(2008-12-07) Pesce Liquid Learning

Mark Pesce on "Fluid Learning" (Network Of Learning based on the Network Economy).

This one site (RateMyProfessors) has undone all of the neat work of tenure boards and department chairs throughout the entire world of academia (College Education). A bad lecturer is no longer a department's private little secret, but publicly available information. And a great lecturer is no longer a carefully hoarded treasure, but a hot commodity on a very public market. The instructors with the highest ratings on RateMyProfessors.com find themselves in demand, receiving outstanding offers (with tenure) from other universities. All of this plotting, which used to be hidden from view, is now fully revealed. The battle for control over who stands in front of the classroom has now been decisively lost by the administration in favor of the students... This rating system serves as an archetype for what it is about to happen to education in general. If we are smart enough, we can learn a lesson here and now that we will eventually learn - rather more expensively - if we wait. The lesson is simple: control is over. This is not about control anymore. This is about finding a way to survive and thrive in chaos.

Why not create a new kind of "OpenUniversity", a website that offers nothing but the kinds of scheduling and coordination tools students might need to organize their own courses?... In this near future world, students are the administrators. All of the administrative functions have been "pushed down" into a substrate of software.
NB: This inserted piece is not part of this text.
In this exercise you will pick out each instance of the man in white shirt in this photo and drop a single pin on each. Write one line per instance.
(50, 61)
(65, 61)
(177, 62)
Education has evolved into something like a marketplace, where instructors "bid" to work with students... In any case, this does not look much like the educational institution of the 20th century - though it does look quite a bit like the university of the 13th century, where students would find and hire instructors to teach them subjects.

Recommendation #1: Capture Everything. I am constantly amazed that we simply do not record almost everything that occurs in public forums as a matter of course.

Recommendation #2: Share Everything. These resources are your calling card, these resources are your recruiting tool.

Recommendation #3: Open Everything. There is no off-the-shelf tool (Educational Technology) that is perfectly equipped for every situation. Each tool tries to shoehorn an infinity of possibilities into a rather limited palette. Rather than going for a commercial solution, I would advise you to look at the Open Source solutions... Given the extraordinary pressures education will be under over the next few years, openness is a necessary component of flexibility... Openness is also about achieving a certain level of device-independence. Education happens everywhere (Mobile), not just with your nose down in a book, or stuck into a computer screen.

Recommendation #4: Only Connect. Students must be free to connect with instructors, almost at whim. This becomes difficult for instructors to manage, but it is vital... Finally, students must be free to (and encouraged to) connect with their peers. Part of the reason we worry about lecturers being overburdened by all this connectivity is because we have yet to realize that this is a multi-lateral, multi-way affair. It's not as though all questions and issues immediately rise to the instructor's attention.

Update: he notes that RateMyProfessors needs to get more granular to Rate My Lecture (Product Review, Learning Object).